Foreign currency risk
The Company is not exposed to significant foreign currency risk on fluctuations related to cash and accounts payable and accrued liabilities that are denominated in United States dollars ("US"), the Australian dollar ("AUD") and the Papua New Guinean kina ("PGK"). The Company does not use derivatives or other techniques to manage foreign currency risk.
Interest rate risk
Interest rate risk is the risk that the fair value of future cash flow of a financial instrument will fluctuate because of changes in market interest rate. The Company's exposure to interest rate risk relates to its ability to earn interest income on cash balances at variable rates. The fair value of the Company's cash account is relatively small and unaffected by changes in short term interest rates.
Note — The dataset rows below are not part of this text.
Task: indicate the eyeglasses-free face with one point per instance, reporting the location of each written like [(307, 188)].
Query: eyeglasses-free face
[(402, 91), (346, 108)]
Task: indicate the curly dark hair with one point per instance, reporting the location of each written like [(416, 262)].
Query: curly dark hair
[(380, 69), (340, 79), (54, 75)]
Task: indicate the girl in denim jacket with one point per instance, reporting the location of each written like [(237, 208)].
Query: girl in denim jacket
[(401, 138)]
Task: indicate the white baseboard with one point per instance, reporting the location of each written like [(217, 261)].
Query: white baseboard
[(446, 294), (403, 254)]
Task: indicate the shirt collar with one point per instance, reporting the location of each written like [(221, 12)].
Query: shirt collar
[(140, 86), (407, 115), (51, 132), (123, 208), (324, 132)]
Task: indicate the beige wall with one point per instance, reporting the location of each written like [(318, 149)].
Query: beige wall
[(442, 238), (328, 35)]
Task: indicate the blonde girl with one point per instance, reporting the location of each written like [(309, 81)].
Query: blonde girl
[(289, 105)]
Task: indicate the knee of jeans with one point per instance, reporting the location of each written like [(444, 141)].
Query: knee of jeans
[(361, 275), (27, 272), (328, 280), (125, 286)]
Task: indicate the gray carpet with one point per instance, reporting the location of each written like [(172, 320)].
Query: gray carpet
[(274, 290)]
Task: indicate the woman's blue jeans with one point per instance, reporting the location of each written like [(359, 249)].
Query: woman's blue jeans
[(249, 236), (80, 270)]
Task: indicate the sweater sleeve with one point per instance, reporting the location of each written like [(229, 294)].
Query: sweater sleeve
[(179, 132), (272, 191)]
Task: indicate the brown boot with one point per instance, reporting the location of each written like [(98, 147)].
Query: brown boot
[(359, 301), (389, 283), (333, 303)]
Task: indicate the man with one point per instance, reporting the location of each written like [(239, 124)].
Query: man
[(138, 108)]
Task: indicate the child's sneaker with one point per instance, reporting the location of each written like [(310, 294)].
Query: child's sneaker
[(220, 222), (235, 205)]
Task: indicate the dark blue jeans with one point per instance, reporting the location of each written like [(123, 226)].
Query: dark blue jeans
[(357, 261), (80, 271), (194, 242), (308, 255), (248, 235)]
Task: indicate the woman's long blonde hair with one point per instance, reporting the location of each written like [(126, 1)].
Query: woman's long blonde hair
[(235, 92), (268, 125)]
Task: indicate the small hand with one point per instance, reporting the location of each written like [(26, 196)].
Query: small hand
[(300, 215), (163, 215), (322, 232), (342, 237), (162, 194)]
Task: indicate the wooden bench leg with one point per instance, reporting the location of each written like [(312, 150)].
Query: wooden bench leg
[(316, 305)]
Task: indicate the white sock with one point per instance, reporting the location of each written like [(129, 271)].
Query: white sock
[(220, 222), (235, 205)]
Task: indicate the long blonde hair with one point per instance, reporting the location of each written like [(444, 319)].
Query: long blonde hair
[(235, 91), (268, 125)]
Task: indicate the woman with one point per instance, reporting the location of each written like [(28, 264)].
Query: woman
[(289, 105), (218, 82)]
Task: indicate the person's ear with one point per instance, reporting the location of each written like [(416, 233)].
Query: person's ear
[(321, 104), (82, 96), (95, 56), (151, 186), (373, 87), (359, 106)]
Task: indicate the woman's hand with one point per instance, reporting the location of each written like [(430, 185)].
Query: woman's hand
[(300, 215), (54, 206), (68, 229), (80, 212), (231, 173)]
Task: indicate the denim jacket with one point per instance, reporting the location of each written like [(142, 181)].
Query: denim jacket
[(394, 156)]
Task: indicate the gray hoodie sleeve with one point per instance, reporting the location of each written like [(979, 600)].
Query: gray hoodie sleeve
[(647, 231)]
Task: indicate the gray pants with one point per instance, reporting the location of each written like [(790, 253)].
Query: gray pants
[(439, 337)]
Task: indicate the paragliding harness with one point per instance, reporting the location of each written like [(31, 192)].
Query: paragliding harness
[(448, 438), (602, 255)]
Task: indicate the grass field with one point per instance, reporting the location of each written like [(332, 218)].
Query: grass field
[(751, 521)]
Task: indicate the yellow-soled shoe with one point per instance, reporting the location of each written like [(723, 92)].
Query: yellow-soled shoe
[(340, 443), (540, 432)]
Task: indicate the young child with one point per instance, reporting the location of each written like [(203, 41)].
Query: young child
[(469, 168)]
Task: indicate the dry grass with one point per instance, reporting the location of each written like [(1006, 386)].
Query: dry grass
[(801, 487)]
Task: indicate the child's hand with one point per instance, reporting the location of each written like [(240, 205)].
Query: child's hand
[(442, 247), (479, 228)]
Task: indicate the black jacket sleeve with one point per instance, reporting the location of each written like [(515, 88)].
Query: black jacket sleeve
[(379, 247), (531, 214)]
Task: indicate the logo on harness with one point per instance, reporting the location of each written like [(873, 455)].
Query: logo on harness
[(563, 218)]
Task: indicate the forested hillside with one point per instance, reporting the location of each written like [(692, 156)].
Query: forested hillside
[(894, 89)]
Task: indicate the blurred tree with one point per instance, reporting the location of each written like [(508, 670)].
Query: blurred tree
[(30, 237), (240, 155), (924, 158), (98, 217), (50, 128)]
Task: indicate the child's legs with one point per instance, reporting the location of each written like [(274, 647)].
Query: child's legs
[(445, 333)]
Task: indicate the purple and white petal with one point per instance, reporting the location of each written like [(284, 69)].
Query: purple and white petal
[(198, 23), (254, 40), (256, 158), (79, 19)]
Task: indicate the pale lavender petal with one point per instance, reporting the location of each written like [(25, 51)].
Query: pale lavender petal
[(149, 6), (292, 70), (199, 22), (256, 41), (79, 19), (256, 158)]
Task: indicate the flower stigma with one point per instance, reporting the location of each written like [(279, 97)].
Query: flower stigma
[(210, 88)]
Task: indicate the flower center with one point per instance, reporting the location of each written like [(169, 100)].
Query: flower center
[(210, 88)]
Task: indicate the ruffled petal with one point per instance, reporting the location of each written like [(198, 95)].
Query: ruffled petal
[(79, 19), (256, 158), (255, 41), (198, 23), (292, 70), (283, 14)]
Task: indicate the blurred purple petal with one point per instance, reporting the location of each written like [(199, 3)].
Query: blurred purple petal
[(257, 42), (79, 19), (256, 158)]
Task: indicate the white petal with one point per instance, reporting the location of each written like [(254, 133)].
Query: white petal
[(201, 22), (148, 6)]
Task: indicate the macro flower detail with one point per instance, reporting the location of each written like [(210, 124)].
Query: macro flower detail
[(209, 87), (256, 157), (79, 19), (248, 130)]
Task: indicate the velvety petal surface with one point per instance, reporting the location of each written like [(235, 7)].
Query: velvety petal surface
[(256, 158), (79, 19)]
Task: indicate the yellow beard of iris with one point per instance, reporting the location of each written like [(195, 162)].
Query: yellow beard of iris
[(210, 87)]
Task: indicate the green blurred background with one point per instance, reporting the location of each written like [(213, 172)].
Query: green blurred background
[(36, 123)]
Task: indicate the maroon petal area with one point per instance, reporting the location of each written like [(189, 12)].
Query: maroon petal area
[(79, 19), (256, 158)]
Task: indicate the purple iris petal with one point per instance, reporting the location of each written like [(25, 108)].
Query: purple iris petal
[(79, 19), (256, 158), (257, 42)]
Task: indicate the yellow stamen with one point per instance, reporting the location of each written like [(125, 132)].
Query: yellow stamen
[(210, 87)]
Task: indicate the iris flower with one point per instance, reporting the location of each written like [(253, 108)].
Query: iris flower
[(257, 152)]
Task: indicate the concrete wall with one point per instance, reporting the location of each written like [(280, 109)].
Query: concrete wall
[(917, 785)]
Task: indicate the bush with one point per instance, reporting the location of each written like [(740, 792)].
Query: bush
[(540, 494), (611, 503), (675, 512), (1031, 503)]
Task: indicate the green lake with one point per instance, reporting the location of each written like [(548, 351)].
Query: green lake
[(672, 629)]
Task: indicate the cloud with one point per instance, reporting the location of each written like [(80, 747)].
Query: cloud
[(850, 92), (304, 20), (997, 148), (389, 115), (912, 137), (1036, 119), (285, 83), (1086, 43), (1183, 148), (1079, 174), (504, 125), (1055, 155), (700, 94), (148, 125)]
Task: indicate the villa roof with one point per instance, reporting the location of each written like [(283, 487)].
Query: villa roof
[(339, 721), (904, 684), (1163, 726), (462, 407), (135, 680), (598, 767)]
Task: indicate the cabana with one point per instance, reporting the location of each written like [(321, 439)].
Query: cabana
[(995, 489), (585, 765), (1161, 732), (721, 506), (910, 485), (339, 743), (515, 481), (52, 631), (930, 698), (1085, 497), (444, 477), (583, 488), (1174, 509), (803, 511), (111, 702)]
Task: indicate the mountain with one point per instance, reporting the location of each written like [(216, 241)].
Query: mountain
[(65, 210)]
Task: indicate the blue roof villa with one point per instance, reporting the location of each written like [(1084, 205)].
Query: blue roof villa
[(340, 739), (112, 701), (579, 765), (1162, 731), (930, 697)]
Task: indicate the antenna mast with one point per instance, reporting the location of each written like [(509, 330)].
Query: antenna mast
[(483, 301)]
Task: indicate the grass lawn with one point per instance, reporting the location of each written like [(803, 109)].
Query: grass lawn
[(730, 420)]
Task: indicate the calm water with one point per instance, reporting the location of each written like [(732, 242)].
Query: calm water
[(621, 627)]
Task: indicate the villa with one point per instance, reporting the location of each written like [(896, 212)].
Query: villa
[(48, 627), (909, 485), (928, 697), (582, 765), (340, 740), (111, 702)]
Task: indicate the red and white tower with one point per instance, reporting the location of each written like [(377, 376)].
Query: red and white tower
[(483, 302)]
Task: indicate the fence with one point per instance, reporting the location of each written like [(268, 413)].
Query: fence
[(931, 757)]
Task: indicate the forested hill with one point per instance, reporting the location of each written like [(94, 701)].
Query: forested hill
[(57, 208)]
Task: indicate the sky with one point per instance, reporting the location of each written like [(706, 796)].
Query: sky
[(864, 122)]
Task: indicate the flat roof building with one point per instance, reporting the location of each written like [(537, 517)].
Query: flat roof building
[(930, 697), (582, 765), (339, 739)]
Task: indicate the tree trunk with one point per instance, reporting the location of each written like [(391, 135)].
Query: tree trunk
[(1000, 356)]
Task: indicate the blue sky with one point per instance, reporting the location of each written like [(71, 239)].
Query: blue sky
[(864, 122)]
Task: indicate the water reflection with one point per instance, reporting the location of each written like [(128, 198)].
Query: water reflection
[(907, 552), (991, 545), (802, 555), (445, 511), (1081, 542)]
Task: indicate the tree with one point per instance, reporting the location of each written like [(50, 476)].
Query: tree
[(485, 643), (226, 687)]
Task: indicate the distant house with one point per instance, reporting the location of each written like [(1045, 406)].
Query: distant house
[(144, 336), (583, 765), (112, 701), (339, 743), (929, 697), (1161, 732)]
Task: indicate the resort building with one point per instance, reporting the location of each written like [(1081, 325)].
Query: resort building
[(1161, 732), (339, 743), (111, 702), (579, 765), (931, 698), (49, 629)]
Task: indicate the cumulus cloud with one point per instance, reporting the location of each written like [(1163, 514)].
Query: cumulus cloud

8. FINANCIAL INSTRUMENTS (continued)
Liquidity risk
Liquidity risk is the risk that the Company will not be able to meet its financial obligations as they fall due. The Company has a planning and budgeting processing place to help determine the funds required to support the Company's normal operating requirements on an ongoing basis. The Company attempts to ensure there is sufficient access to funds to meet on-going business requirements, taking into account its current cash position and potential funding sources.
9. SEGMENTED INFORMATION
The Company has one operating segment, the exploration of mineral properties, and one geographical segment, with all current exploration activities being conducted in Papua New Guinea.